Among the software offered by AppValley and other services is pirated software, including paid apps on the app store and premium versions of Instagram, Spotify, Pokémon Go, and others. For instance, AppValley distributes an ad-free version of the music streaming app Spotify even on the free tier.

== History ==
The website was founded in May 2017, releasing late that month with a very basic version of the app. There were less than 100 apps available for download at this time. On Jan 19, 2018, a new version dubbed AppValley 2.0 was released bringing dark mode, more categories, a search, and a much faster interface. On February 14, 2019, a Chinese partner "Jason Wu" allegedly took control of the main Twitter account and domain, causing the original AppValley developers to migrate to the domain app-valley.vip and the Twitter account handle @App_Valley_vip. As of September 2024, the app-valley.vip domain now redirects to appvalley.signulous.com.

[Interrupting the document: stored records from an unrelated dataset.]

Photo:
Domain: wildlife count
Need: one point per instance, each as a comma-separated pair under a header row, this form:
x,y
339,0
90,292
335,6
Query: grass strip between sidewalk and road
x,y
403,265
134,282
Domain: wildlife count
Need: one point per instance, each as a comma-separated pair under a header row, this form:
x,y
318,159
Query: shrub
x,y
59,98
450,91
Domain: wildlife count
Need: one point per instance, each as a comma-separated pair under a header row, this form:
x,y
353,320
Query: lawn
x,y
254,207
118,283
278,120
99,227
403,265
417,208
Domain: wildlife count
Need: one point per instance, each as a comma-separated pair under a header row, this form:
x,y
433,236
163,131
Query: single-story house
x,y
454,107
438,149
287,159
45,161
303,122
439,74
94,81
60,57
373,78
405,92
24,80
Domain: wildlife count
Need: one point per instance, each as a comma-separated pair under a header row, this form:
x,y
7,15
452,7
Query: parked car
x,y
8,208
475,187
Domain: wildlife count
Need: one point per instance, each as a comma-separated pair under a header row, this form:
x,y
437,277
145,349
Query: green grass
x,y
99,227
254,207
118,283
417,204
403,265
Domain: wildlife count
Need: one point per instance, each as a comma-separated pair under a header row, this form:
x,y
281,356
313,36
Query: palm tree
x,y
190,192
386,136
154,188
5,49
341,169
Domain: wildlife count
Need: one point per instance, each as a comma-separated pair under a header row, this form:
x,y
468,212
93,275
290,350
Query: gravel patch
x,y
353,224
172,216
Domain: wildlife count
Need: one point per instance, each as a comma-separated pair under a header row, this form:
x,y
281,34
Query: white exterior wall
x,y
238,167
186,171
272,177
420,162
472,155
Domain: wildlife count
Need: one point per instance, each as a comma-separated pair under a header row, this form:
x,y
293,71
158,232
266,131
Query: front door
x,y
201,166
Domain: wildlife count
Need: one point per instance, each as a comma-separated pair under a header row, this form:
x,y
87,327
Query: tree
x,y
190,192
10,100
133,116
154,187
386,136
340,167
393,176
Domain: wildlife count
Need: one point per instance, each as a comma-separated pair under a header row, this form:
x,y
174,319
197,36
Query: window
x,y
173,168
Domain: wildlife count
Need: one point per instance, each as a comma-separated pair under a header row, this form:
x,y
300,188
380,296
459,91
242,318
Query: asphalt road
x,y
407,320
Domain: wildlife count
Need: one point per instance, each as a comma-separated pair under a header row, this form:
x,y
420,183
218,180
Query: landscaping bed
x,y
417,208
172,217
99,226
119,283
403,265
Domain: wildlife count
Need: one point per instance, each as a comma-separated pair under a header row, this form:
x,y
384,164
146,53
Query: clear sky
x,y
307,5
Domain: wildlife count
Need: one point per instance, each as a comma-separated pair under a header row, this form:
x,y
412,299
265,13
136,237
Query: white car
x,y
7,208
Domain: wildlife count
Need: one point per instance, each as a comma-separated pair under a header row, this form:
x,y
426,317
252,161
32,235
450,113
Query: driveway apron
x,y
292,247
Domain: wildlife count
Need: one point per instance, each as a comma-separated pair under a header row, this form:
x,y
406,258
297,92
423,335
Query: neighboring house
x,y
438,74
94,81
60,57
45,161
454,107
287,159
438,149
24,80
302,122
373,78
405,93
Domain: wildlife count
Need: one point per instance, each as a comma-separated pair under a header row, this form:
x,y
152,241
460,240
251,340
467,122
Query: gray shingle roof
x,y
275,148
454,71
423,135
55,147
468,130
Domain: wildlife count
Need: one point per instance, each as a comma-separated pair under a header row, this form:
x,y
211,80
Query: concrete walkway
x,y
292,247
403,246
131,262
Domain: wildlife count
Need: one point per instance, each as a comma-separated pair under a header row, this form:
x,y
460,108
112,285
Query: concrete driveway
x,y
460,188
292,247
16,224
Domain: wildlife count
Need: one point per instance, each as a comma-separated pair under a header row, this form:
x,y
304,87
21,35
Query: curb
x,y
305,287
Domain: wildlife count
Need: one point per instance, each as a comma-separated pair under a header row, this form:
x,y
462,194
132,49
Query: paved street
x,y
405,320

Today, AppValley continues to offer an alternative to Apple's App Store where app developers can publish their applications.

== Features ==
AppValley is a mobile app installer which can also support iOS version that can be installed and downloaded on the mobile or the devices of the people who wish to get access to many different applications available. AppValley also contains apps that have been modified or tweaked for user preferences, and allows the user to by pass national restrictions on the use of apps, without having to resort to jailbreaking. As of June 2, 2020, there are over 1300 apps available for download.